Colin Kaepernick Changes Workout Plan, Criticizes NFL

Location moved away from Atlanta Falcons training facility

Colin Kaepernick
Colin Kaepernick passes during his private NFL workout. (Getty)
Carmen Mandato/Getty Images
By Tobias Carroll / November 17, 2019 10:45 am

This week brought with it news that quarterback Colin Kaepernick had reached an agreement with the NFL, and that he’d be taking part in a workout that would be open to representatives from the league’s teams. It seemed like a thaw in a contentious relationship between Kaepernick and the league he’s had a contentious relationship with — to put it mildly — since his decision to kneel during the National Anthem.

The workout was set for Saturday in Georgia — though it didn’t quite take place according to the NFL’s plans. The event was originally set to take place at the Falcons’ training facility, but it ended up being moved to Charles R. Drew High School in Riverdale. According to ESPN’s report on the event, representatives from 8 NFL teams were present.

Kaepernick threw passes for 40 minutes. Vaughn McClure at ESPN reports that his form looked good. “The 32-year-old showed that he still has an arm by completing deep balls to former NFL receivers Brice Butler, Bruce Ellington, Jordan Veasy and Ari Wertz,” he wrote. 

Kapernick’s workout drew a crowd of approximately 250. While there, he also criticized the league, saying, “We have nothing to hide. So we’re waiting for the 32 owners, 32 teams, Roger Goodell, all of them stop running. Stop running from the truth. Stop running from the people.”

The question remains: why did the workout get moved? At Pro Football Talk, Mike Florio has some insight into that. The NFL asked Kaepernick to sign a waiver before the training session. As Florio puts it, this might have become a sticking point:

The three-page, 13-paragraph documents contains several specific provisions that could be relevant to the question of whether the NFL was trying to parlay the waiver into a release of any claims for collusion/retaliation that Kaepernick could make as a result of his ongoing unemployment by the league since settling his first collusion case in February.

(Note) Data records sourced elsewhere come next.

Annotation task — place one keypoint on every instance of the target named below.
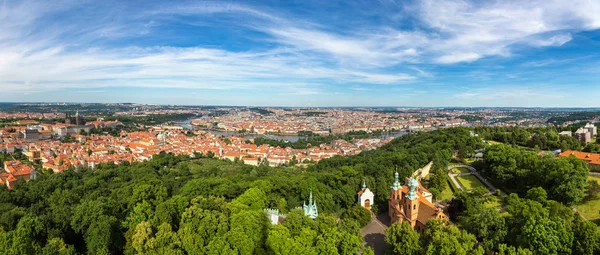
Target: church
(412, 203)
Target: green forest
(174, 204)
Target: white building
(365, 197)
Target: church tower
(412, 202)
(311, 210)
(365, 197)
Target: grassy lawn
(591, 209)
(446, 194)
(459, 170)
(469, 182)
(494, 202)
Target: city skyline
(390, 53)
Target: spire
(396, 182)
(412, 192)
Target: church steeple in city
(310, 209)
(396, 185)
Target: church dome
(413, 182)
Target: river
(291, 138)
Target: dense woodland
(179, 205)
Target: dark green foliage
(402, 239)
(518, 170)
(360, 214)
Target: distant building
(412, 203)
(15, 171)
(274, 216)
(591, 158)
(74, 120)
(365, 197)
(310, 209)
(583, 135)
(566, 133)
(593, 130)
(31, 135)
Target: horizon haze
(302, 54)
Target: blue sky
(302, 53)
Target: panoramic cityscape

Florio’s analysis also offers the possibility that much of the waiver’s language is simply generic legal wording — the kind of thing that might show up in any legal document prepared by a massive entity such as the NFL. But Florio also notes that “there’s enough language in the waiver to give a prudent, careful lawyer legitimate concern that an aggressive litigator would later argue that signing the document defeats all potential employment claims that Kaepernick could have made.”

Whether anything comes from this very public workout regarding his future in professional football remains to be seen. But it’s not at all surprising that Kaepernick would be wary in his dealings with the NFL, given their history over the last few years.